ST-Segment Elevation Myocardial Infraction Clinical Trial
Official title:
A Phase 2, Randomized. Double-Blind, Dose-Escalation, Dose-Expansion, Placebo-Controlled, Multi-Center Study of IK-1001 to Evaluate Safety, Pharmacokinetics , and Proof-of-Concept Efficacy in Subjects With Acute ST-Segment Elevation Myocardial Infarction (STEMI) Undergoing Primary Percutaneous Coronary Intervention
Myocardial Infarctions (MI) are commonly known as heart attacks. An ST-Segment Elevation Myocardial Infarction (STEMI) is a more severe type of heart attack. Myocardial Infarctions happen when a coronary artery is partially or fully blocked suddenly by a blood clot, causing damage to at least some of the heart muscle being supplied by that artery. In a STEMI, a blood clot completely blocks the coronary artery. This can result in damage to the heart muscle that is supplied by the affected artery. The purpose of the IK-1001 STEMI Study is to evaluate the safety and effectiveness of an investigational study drug (IK-1001). IK-1001 is being studied to determine if it is safe and if it can reduce the amount of damage caused to the heart from a STEMI. Potential subjects may be eligible if they have been diagnosed with a STEMI and undergo a primary percutaneous coronary intervention (PCI, a procedure where a blocked coronary artery is unblocked during a cardiac catheterization), as well as meet other entry criteria. Up to 446 men and women, aged 18-80, will participate in this study at about 50 medical sites around the world. Study participation will last for about six months. Subjects will receive the study drug through an intravenous catheter over three hours during their PCI procedure. Subjects will be monitored in the hospital for approximately three to four days after the PCI. There are three follow-up visits at one, three and six months after the PCI with the study investigator after discharge from the hospital.

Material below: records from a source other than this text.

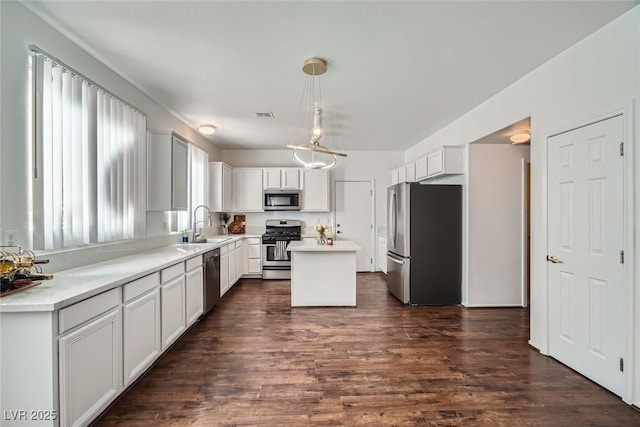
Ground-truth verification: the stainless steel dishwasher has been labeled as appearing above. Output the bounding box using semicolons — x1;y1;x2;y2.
204;248;220;314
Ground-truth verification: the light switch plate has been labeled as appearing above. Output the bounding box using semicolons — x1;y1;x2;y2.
2;230;18;246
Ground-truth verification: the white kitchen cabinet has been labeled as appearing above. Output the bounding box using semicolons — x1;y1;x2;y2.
427;145;464;178
390;165;407;185
227;242;238;288
122;273;162;387
185;256;204;327
233;168;263;212
236;239;248;280
262;168;301;190
376;235;387;274
160;263;186;350
147;133;189;211
300;169;330;212
247;237;262;276
415;156;427;181
209;162;235;212
220;245;231;297
58;289;122;426
404;162;416;182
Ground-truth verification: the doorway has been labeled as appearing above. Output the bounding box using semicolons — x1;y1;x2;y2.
547;115;629;396
334;181;375;271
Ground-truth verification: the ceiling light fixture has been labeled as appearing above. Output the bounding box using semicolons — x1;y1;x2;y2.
285;58;347;169
509;130;531;144
198;125;217;135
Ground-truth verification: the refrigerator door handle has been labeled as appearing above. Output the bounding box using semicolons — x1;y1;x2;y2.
389;190;398;249
387;255;404;265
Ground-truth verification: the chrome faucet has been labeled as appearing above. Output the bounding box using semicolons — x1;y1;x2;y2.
193;205;211;241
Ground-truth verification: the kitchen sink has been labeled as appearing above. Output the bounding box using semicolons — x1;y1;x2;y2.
207;237;231;243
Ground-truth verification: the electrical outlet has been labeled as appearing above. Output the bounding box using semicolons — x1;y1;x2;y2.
3;230;18;246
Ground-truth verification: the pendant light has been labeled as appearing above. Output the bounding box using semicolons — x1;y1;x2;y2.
285;58;347;169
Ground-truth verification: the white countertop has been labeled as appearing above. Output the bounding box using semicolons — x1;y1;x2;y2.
287;240;362;252
0;234;246;313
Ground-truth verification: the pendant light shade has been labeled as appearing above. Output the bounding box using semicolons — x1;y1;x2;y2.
285;58;347;169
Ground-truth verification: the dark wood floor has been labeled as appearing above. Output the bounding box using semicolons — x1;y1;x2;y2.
95;273;640;427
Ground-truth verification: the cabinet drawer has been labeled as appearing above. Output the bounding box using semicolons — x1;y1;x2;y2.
160;262;184;283
123;273;160;302
247;245;262;259
58;287;121;334
186;255;202;271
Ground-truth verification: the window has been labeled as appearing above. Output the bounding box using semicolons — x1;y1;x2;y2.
171;144;209;231
31;46;146;249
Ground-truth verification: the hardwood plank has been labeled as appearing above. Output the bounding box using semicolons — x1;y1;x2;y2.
94;273;640;427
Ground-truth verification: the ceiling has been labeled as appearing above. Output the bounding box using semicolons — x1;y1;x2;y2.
23;1;638;151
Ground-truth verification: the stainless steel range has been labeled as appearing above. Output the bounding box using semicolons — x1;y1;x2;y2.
262;219;302;279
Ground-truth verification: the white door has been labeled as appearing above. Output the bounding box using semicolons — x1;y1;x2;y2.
547;116;628;396
335;181;374;271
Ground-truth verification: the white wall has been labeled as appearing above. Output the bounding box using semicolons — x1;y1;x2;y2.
465;144;529;307
0;1;220;251
222;150;403;234
405;6;640;406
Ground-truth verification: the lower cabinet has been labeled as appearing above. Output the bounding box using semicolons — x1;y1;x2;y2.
185;264;204;327
247;237;262;276
122;286;162;387
58;305;122;426
160;276;186;350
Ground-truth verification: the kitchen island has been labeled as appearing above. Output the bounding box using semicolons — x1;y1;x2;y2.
287;240;361;307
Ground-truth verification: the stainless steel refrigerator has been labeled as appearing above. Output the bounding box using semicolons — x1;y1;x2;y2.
387;182;462;305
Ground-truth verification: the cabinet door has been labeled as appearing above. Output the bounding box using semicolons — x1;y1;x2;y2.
222;165;234;212
301;170;329;212
185;266;204;326
171;136;189;211
233;168;262;212
404;162;416;182
416;156;428;180
262;168;282;190
236;239;248;280
229;243;238;287
59;307;122;426
427;148;444;176
220;253;230;297
280;168;301;190
122;288;162;386
160;275;185;350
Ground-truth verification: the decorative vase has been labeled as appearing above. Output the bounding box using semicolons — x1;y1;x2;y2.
316;233;327;245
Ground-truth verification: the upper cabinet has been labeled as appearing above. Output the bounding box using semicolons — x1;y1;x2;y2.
300;169;330;212
390;145;465;185
233;168;263;212
209;162;235;212
147;133;189;211
427;145;464;178
262;168;302;190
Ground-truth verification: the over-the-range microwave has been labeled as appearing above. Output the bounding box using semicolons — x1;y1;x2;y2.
262;190;300;211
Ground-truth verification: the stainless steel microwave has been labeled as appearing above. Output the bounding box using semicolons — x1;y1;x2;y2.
262;190;300;211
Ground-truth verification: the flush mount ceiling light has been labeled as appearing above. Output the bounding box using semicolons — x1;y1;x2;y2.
198;125;217;135
509;130;531;144
285;58;347;169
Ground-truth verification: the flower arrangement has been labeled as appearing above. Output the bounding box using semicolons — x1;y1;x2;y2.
315;224;329;235
314;224;329;245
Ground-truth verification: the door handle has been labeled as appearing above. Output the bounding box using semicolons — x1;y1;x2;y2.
387;256;404;265
547;255;562;264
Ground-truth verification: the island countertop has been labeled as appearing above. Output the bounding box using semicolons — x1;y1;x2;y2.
287;240;362;252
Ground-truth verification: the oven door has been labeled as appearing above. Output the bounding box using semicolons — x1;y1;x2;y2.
262;240;291;267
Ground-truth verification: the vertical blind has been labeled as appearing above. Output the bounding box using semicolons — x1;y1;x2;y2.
32;47;146;249
171;144;209;231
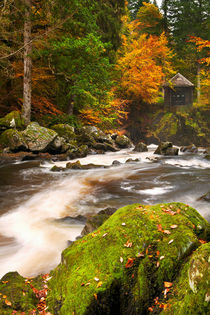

This is a Phase 2, randomized, dose-escalation, dose-expansion, double-blind,
placebo-controlled, multi-center study that will evaluate safety, PK, and POC efficacy in
subjects with acute STEMI undergoing PCI.
The study will be conducted in two parts. Part 1 is the dose escalation portion of the
study. A minimum of 24 evaluable subjects will be enrolled into Part 1 to receive either
IK-1001 (n = 18) or placebo (n = 6). Each subject will receive a continuous infusion of
study drug at one of three dose escalating levels of 0.5, 1.0, or 1.5 mg/kg/hr infusion for
3 hours. At each dose level, 8 subjects will be enrolled (6 will receive IK-1001 and 2 will
receive placebo). Placebo will consist of commercially available normal saline (NS) [0.9%
sodium chloride (NaCl)].
Treatment with study drug (either IK-1001 or placebo) will be initiated only after informed
consent is obtained and STEMI diagnosis is made based on clinical and ECG findings. ECG
criteria for STEMI diagnosis include:
- Subjects presenting with ≥ 30 minutes of ischemic chest pain but within 12 hours of
symptom onset
- Subjects having persistent ST-segment elevation of ≥ 2 mm in at least 2 contiguous
leads in ECG
All subjects who receive study drug and have a successful PCI (defined as subjects in whom
Grade 3 reperfusion was achieved) will be followed up for safety and efficacy for up to 6
months post-PCI and study drug infusion. Study samples will be collected from all subjects
over the first 4 days following PCI for determination of PK parameters of sulfide in blood
and thiosulfate in plasma. In Part 1, subjects who do not undergo a PCI for any reason will
have study drug discontinued, will be excluded from the efficacy assessments but will be
followed up for safety for 7 days, and will be replaced with a new subject.
Part 2 of the study will be an expansion of the highest safe continuous infusion dose
evaluated in Part 1. Part 2 aims to further evaluate safety and establish POC efficacy at
this dosing level. Initially, up to 190 eligible subjects will be randomized to receive
either IK-1001 or placebo at a 1:1 ratio. Two interim analyses (IAs) will be done after 64
and 128 subjects complete the MI size evaluation at Day 4 (range 3 to 5 days), respectively.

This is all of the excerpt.